Em continuidade, tomam-se as ideias elaboradas em Fato e Fábula (1999), de Lourival Holanda. Não é a intenção dissecar todo o texto no qual se vê o senso aguçado para a crítica que expressa seu autor. Trata-se na verdade de selecionar alguns pontos postulados e que se fizeram importantes para que fique melhor delineado o debate sobre a reescritura como ressignificação, além de promover a formação que aqui se desenha da concepção do gênero da obra euclidiana.

Pode-se dizer que o eixo da crítica elaborada por Lourival Holanda sustenta a ideia de que antes como palavras destinadas a meras anotações para um diário de guerra, o desejo da escrita, conjugado ao distanciamento dos fatos históricos, transfigura o real para o domínio da fabulação.

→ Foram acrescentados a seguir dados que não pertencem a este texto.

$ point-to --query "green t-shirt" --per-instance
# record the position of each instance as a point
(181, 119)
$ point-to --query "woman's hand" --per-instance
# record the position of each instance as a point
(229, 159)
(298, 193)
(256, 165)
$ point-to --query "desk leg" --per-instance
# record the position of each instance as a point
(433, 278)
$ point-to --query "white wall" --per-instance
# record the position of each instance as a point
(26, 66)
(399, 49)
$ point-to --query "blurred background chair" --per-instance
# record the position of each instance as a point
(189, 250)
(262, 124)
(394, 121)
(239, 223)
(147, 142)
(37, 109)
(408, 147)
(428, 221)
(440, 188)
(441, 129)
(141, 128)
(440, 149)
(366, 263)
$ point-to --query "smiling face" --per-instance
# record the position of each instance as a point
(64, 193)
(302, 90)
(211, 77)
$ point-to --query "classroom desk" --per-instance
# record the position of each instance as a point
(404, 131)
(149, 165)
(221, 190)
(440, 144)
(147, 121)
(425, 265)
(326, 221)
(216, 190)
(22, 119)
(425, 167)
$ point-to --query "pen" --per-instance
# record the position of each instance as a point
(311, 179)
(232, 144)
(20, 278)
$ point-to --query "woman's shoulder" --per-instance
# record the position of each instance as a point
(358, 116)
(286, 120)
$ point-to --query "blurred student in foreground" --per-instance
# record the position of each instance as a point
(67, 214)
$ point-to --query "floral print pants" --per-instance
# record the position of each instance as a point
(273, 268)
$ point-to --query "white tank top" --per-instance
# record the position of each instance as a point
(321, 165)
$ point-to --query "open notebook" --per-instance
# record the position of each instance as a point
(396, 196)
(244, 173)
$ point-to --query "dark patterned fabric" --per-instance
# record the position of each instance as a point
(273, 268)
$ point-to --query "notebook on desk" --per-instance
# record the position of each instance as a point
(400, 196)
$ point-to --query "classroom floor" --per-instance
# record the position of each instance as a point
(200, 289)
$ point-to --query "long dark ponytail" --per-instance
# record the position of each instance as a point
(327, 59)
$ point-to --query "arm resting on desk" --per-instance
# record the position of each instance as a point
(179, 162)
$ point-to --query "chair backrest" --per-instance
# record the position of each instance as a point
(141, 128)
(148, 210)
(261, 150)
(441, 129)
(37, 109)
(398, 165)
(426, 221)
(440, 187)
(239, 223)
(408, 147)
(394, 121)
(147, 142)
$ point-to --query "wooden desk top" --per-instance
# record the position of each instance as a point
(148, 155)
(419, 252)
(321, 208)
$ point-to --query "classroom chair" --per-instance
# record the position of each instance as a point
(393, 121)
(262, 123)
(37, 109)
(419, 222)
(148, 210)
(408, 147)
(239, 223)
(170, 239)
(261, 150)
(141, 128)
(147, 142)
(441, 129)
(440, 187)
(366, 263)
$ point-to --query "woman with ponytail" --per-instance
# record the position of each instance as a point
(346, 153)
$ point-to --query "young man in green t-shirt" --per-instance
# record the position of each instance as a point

Existiu o fato no registro de testemunho, mas é pelo movimento de criação literária, trabalho incessante com a linguagem, que o que se passou diante dos olhos do jornalista assumirá diverso significado: a reviravolta que o narrador constrói, depois de ver fracassadas as esperanças do novo governo, só encontra espaço para sua inscrição nas páginas do livro porque agora é concebida pela via fabulística. O autor postula que a fábula permite a ficção do fato, e este foi o meio possível para arrefecer a complexidade do real. O que são considerados como fantástico, imaginoso, fantasmal, sobrenatural a partir da totalidade discursiva de Os sertões entram em cena para dar conta de acontecimentos diante dos quais a linguagem objetiva e realista se mostrou insuficiente para fazêl-lo Aliada a tudo isso está a combinação de formas históricas, psíquicas e literárias, “variante da poética della maraviglia, de rasgo tão tipicamente barroco” (1999, p. 15).

É com bastante rigor crítico discutido que o que era antes “inteireza ideológica” Desconstruiu-se com o investimento lingüístico e com arranjo de imagens, caros ao modo literário de se apresentar discursivamente. Todo leitor é capaz de apontar no ato de leitura elementos recorrentes da aliteração, de construções verbais equiparadas a inteiros conceitos ─ como exemplifica o crítico a partir do trecho “a caça caçava o caçador”─, de anamorfose, quando a cena ou o objeto que se coloca à sua frente expõe sua imagem distorcida, tornando-se compreendida apenas se vista de outro ângulo. Aspectos estes capazes de conduzir à constatação de que o texto habita indubitavelmente a dimensão do literário. No entanto, deve-se ater diante da questão da não separação no estudo de Lourival Holanda entre a literatura e a ficção.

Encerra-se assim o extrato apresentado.